Dataset Caching

Issue: better data caching and transmission of update information needed for better data caching

The Data Library could be thought of as a cache of datasets. For most of the datasets, the dataset is analyzed to see how its structure can be presented in a standard way, and a custom script is creating and run periodically to maintain the local copy of the original dataset.

Going forward, DODS allows one to formalize the entire process. The original server already has structured the dataset, and DODS can be used to transmit both the data and metadata.

Example: mom-3 at GFDL

caching is also useful for slow calculations or slow reads

Example: Half-hourly IR
Example: NINO3

caching Data Library data
caching Data Library metadata
caching general datasets

Cache verification

A key part to a cache is verifying it against the original source. HTTP provides a last-modified mechanism, i.e. the response to any URL can be labelled with its last-modified time. Caches make conditional requests (see HTTP reference) and if the object is unchanged, are told so by the server rather than retransmitting the object.

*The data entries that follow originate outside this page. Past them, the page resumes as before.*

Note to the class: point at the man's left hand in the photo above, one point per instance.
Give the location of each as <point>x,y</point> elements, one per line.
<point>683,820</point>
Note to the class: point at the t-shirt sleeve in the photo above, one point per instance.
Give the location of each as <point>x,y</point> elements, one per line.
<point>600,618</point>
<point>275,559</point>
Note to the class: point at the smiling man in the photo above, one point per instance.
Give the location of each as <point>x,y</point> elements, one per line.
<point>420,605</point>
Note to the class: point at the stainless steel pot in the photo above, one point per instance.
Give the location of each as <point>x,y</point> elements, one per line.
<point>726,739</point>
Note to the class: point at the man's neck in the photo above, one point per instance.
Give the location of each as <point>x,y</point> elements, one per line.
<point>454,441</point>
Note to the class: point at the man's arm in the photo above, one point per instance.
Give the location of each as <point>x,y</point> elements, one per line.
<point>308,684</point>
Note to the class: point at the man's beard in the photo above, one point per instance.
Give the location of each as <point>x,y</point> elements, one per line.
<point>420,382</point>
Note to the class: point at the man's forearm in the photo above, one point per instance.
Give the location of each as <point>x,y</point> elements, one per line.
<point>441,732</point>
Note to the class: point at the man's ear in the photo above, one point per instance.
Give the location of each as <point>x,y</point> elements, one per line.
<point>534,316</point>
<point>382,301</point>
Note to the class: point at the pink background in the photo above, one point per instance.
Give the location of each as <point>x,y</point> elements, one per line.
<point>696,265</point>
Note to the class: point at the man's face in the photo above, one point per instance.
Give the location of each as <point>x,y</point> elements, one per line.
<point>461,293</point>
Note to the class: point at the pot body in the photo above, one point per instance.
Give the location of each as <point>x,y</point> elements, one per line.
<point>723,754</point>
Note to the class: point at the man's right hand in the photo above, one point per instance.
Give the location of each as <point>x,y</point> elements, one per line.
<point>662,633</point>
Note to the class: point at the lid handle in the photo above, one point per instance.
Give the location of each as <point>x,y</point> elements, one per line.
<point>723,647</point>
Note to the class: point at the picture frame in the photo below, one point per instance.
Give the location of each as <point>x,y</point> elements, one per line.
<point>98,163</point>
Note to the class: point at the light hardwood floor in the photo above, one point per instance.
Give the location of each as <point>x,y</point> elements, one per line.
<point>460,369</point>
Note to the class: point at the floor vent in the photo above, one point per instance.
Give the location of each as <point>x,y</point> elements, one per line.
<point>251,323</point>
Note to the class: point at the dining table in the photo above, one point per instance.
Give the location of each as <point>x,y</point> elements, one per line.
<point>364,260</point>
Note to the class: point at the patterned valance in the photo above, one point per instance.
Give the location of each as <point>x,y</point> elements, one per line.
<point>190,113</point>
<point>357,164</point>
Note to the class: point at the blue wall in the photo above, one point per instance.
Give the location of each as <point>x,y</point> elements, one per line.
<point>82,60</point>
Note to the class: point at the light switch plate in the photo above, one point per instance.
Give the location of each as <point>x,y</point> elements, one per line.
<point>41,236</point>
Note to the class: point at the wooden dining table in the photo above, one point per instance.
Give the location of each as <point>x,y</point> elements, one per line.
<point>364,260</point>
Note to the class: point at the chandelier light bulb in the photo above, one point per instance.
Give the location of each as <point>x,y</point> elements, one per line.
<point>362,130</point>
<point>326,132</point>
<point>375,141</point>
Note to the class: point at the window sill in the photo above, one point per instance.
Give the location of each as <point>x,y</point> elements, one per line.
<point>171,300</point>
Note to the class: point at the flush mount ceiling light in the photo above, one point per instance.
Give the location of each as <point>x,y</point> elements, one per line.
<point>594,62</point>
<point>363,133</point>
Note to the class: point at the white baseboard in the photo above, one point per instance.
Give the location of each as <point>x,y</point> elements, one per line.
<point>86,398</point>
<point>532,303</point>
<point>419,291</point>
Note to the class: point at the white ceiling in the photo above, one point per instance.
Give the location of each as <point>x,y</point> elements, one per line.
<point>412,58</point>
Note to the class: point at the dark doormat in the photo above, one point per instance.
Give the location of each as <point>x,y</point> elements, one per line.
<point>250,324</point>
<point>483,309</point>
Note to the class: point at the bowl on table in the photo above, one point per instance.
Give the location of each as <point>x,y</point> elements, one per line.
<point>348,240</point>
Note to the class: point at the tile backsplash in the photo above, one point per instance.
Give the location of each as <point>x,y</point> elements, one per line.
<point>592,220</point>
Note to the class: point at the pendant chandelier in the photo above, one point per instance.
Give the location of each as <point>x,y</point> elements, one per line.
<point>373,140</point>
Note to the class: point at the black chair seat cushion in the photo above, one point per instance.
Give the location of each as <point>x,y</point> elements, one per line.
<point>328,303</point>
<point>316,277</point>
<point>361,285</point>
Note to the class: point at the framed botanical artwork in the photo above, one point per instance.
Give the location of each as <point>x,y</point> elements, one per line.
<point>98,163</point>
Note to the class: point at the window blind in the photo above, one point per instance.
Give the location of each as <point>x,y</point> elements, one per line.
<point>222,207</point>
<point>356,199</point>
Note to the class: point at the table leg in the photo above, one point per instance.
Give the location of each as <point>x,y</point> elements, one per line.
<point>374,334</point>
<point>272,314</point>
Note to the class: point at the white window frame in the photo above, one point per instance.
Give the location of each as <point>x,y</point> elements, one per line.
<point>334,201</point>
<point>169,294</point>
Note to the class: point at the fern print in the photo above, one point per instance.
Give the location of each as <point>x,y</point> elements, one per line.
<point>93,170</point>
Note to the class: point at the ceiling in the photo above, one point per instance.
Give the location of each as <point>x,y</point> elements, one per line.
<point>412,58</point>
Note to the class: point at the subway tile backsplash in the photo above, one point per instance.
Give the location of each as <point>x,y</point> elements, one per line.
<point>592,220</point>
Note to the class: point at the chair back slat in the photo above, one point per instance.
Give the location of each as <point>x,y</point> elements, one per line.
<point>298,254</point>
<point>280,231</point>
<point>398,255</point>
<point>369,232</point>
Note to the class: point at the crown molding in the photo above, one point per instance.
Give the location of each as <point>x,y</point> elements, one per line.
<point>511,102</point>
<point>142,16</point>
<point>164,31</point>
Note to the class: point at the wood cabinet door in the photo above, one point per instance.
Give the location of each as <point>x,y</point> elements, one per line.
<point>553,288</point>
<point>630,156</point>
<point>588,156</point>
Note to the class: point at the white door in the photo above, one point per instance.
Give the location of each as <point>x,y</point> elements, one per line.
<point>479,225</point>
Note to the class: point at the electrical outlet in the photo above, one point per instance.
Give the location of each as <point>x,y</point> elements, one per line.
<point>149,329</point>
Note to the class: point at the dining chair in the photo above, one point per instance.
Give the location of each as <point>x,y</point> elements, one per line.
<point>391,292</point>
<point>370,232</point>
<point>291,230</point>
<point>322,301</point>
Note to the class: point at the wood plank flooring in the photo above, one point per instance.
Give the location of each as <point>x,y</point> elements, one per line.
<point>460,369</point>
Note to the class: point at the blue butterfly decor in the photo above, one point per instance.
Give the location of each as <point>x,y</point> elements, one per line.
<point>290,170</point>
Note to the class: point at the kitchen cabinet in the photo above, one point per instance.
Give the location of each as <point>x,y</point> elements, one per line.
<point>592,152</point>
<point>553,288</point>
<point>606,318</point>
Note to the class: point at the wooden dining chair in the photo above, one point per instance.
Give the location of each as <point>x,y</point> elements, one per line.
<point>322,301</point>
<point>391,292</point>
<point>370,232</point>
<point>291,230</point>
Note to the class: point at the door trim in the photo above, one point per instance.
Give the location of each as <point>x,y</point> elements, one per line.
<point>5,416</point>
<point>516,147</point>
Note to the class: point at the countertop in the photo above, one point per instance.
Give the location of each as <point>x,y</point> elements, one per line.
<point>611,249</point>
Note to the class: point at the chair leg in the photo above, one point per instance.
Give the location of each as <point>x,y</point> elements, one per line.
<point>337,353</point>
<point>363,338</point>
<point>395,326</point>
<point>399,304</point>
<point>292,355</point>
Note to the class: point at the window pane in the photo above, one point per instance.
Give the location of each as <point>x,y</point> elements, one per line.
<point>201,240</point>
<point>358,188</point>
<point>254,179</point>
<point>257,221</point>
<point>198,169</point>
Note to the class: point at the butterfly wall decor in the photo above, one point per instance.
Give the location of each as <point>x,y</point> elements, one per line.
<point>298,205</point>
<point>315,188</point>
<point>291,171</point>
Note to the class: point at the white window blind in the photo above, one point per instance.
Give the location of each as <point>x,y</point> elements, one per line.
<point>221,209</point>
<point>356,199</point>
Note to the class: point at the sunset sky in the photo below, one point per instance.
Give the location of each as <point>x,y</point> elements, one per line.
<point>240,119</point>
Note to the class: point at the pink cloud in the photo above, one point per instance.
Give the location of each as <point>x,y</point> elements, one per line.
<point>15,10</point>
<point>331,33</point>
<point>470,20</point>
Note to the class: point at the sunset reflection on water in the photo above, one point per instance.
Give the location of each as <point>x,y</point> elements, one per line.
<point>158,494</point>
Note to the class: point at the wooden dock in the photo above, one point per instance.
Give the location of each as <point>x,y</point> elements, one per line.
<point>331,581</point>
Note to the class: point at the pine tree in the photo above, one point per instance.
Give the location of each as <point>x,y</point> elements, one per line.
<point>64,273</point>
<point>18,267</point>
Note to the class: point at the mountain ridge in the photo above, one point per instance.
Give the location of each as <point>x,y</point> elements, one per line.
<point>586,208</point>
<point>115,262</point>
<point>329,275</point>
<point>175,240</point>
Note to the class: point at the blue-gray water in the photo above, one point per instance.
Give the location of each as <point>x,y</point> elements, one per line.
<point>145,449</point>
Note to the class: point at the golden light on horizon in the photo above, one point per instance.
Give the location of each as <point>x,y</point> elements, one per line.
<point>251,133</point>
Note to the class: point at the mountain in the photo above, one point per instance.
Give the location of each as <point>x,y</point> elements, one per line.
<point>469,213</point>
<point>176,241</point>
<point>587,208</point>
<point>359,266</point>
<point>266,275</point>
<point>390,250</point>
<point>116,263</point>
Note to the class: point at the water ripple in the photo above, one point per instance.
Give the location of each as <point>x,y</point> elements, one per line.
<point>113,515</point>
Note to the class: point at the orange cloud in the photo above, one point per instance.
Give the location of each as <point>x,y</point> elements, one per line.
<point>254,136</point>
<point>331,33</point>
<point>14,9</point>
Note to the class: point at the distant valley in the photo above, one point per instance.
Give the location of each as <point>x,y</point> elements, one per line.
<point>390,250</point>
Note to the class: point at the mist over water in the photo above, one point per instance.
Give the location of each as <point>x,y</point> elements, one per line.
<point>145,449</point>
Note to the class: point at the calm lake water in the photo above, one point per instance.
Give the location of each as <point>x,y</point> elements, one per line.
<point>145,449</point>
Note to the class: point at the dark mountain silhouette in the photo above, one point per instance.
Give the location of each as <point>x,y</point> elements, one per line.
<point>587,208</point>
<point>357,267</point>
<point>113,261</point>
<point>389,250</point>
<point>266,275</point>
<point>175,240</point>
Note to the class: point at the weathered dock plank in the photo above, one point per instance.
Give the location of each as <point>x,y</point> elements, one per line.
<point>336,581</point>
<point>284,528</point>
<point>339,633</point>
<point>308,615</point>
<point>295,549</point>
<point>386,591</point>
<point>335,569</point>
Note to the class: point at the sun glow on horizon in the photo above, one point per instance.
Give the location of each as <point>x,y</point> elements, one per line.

Currently Ingrid has one last-modified time for a dataset, which is not adequate for maintaining copies of datasets which are continually extended in time. However, if last-modified were changed from a number to a function of requested time, and the last-modified time on the final HTTP object would then be calculated based only on the data needed, and the standard HTTP mechanism could be used for the most part (when the client finds out the dataset has changed, it could request the subset that corresponds to the data it already has to check whether that data is invalid or not).

It could be useful, however, to have additional queries that a cache could make of a server to see if any datasets have been changed.